A causa della riduzione degli ordini sono in grande difficoltà i settori che risentono dell’andamento dei mercati nazionale ed extranazionale.
Per esempio le jeanserie di Bronte, la ceramica di Caltagirone e Santo Stefano di Camastra, col 30 per cento degli ordini in meno; e poi c’è l’edilizia, che sconta una battuta d’arresto degli appalti pubblici, col 47 per cento di ordini in meno.
La grande opportunità dei fondi strutturali di Agenda 2000 si è conclusa e la nuova programmazione non c’è ancora. L’unico settore che regge è quello della lavorazione e della trasformazione dei prodotti agroalimentari”. Le procedure di fallimento avviate sono in aumento rispetto al 2008, ma stabili rispetto al 2007. Questo è il quadro negativo: “Come avevamo previsto sono le micro e piccole imprese a soffrire di più gli effetti della crisi – commenta il presidente di Unioncamere Sicilia, Giuseppe Pace – ed è proprio su queste imprese che si fonda la nostra economia.

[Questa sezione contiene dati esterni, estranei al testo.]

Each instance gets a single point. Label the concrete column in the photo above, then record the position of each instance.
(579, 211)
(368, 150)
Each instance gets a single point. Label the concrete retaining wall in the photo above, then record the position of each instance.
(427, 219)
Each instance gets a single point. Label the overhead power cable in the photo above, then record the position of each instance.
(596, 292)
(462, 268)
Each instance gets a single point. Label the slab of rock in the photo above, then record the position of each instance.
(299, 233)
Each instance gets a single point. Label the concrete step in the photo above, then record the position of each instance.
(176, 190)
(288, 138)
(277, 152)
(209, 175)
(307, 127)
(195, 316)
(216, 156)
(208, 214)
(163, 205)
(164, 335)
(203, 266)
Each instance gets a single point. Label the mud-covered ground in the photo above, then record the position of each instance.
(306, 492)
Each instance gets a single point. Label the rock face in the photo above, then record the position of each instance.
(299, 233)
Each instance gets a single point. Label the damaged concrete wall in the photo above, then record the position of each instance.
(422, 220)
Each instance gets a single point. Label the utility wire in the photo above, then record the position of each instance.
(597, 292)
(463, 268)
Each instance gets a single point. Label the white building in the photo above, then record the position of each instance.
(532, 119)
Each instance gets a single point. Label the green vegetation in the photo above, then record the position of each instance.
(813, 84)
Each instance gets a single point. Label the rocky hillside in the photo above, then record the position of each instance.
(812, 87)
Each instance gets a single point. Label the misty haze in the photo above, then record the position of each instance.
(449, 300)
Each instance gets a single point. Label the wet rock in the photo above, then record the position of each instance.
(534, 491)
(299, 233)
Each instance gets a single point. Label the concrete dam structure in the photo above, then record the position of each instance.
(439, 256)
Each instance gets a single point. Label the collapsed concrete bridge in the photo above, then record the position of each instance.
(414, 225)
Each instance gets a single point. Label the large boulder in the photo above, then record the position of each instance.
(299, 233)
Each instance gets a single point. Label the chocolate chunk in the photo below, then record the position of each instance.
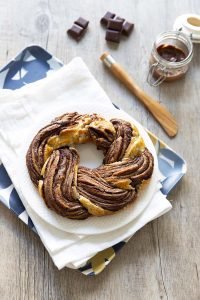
(120, 19)
(114, 24)
(76, 32)
(82, 22)
(106, 18)
(127, 28)
(113, 36)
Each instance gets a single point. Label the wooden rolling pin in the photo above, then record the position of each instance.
(160, 113)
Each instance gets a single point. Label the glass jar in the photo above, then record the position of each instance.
(170, 69)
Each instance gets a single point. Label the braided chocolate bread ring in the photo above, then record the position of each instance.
(78, 192)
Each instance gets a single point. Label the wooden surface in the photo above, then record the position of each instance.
(162, 261)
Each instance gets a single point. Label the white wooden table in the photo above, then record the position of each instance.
(162, 261)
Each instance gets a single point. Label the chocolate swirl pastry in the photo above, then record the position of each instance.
(77, 192)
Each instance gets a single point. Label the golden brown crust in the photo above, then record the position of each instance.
(76, 192)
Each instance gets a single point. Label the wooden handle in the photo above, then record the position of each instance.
(161, 114)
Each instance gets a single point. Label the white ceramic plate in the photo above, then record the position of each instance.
(92, 225)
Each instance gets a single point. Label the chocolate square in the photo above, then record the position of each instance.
(113, 36)
(76, 32)
(127, 28)
(82, 22)
(120, 19)
(107, 17)
(114, 24)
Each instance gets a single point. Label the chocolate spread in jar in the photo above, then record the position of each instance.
(171, 53)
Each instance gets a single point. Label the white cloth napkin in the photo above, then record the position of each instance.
(18, 110)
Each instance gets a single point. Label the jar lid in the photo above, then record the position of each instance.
(190, 25)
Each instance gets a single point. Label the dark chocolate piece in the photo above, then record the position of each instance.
(127, 28)
(120, 19)
(82, 22)
(114, 24)
(76, 32)
(113, 36)
(107, 17)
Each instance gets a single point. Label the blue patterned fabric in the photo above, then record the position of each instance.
(35, 63)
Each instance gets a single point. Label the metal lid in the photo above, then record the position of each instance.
(190, 25)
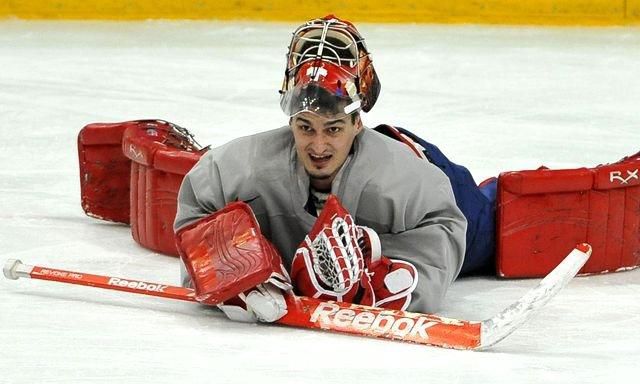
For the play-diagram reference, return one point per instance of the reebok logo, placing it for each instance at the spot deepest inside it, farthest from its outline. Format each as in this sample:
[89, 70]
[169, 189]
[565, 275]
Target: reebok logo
[617, 175]
[330, 316]
[135, 153]
[140, 285]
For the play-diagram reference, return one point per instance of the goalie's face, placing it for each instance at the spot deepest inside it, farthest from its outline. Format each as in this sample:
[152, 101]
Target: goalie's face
[323, 144]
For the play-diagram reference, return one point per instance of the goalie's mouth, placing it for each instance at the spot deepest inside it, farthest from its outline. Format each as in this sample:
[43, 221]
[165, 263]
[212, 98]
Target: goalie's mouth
[320, 160]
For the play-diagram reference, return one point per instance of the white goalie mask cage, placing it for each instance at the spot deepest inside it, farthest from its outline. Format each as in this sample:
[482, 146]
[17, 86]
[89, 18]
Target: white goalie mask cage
[338, 42]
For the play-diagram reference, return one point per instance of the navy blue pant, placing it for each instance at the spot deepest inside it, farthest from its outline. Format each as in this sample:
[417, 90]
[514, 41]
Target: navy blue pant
[477, 203]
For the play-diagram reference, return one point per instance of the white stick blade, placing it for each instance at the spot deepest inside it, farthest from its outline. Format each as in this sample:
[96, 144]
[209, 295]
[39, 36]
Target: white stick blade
[503, 324]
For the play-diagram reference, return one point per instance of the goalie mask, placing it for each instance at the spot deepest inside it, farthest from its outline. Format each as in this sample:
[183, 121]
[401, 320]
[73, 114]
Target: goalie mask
[322, 88]
[334, 47]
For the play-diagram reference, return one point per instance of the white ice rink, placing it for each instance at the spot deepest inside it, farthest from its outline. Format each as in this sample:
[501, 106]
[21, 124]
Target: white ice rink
[492, 98]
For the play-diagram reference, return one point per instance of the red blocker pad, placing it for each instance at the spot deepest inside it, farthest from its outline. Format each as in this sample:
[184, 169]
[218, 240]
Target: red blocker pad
[104, 172]
[543, 213]
[159, 161]
[225, 253]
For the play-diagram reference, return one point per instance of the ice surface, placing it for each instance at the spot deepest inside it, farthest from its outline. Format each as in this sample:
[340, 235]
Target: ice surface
[493, 98]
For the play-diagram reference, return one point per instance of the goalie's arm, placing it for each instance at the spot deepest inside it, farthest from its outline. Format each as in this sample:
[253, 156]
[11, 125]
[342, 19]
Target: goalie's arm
[200, 193]
[434, 243]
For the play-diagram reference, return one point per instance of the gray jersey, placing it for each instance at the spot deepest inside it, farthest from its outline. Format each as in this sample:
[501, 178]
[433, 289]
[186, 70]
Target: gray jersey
[406, 200]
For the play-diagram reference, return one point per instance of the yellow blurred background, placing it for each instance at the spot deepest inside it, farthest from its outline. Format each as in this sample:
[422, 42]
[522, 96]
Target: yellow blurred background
[541, 12]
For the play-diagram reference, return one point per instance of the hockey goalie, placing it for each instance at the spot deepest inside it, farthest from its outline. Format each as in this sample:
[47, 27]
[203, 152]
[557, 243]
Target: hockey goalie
[328, 208]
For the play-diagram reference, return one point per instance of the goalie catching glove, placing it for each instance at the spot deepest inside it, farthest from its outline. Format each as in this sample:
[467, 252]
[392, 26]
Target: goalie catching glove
[343, 262]
[232, 265]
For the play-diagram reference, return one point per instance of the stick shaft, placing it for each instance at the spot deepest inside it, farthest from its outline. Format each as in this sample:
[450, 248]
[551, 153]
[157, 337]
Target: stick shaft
[303, 312]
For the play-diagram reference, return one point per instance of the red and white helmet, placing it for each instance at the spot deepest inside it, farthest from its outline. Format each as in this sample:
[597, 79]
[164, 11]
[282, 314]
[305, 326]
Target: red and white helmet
[328, 55]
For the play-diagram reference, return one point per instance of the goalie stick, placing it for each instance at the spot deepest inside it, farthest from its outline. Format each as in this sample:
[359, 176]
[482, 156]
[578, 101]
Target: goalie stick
[357, 319]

Un intervento del governo regionale è ormai necessario e improrogabile: le sole misure predisposte dal governo nazionale sono insufficienti, occorre individuare quelle da porre a carico della Regione siciliana per ridare fiducia all’imprenditoria. Le imprese stanno facendo la loro parte.
 
Lo dimostra il fatto che, malgrado le avversità, non aumentano i fallimenti. Ma questa tenacia va premiata e i dati sconfortanti di questo trimestre dicono che non possiamo cullarci e dobbiamo continuare a temere il peggio”. Al 31 marzo 2009, secondo Movimprese, la rilevazione trimestrale condotta per Unioncamere da InfoCamere, la Sicilia ha un totale di 473 mila 622 imprese, di cui 86 mila 114 artigiane, con un saldo di crescita negativo dello 0,42 per cento, inferiore alla media nazionale. Tra le province, se Siracusa ha una crescita di 32 attività, le altre province segnano tutte un decremento: Ragusa -23 (-0,07 per cento); Catania -103 (-0,10); Messina -215 (-0,33); Palermo -346 (-0,35); Enna -66 (- 0,41); Caltanissetta -124 (-0,47); Agrigento -525 (-1,16); Trapani -650 (-1,29). Tutti dati statistici che parlano da soli e che rivelano la vera faccia della crisi siciliana.
 

 
La provincia di Ragusa prova a resistere alla crisi generale
 
PALERMO – Sempre secondo Unioncamere soffrono di più i settori del commercio, delle attività manifatturiere e delle costruzioni. è con l’artigianato, da sempre in Sicilia un traino per l’economia, che si registrano i dati responsabili del crollo delle percentuali. Solo Ragusa presenta un saldo attivo di una sola impresa artigiana. Ma Catania ne ha perdute 49, Trapani 25, Messina 78, Enna 23, Palermo 132, Siracusa 69, Agrigento 70, Caltanissetta 63. Mentre crescono dell’1,49 per cento le società di capitale, in tutte le province, le ditte individuali presentano tassi negativi. Tutto viene confermato e riscontrato attraverso un altro studio statistico recentemente presentato dalla Cna che nel primo trimestre di quest’anno ha appurato che il 29,23 per cento delle imprese siciliane ha dovuto licenziare propri dipendenti. La ricerca si è basata sul monitoraggio di mille e 86 piccole imprese e imprese artigiane che operano nelle nove province siciliane in diversi settori: manifatturiero, costruzioni, servizi alle persone, servizi alle persone, servizi alle imprese, impiantistica. Il settore nel quale si registra la maggiore percentuale di imprese che ha licenziato personale è quello delle costruzioni con il 44,40 per cento, segue il manifatturiero con il 28,96 per cento.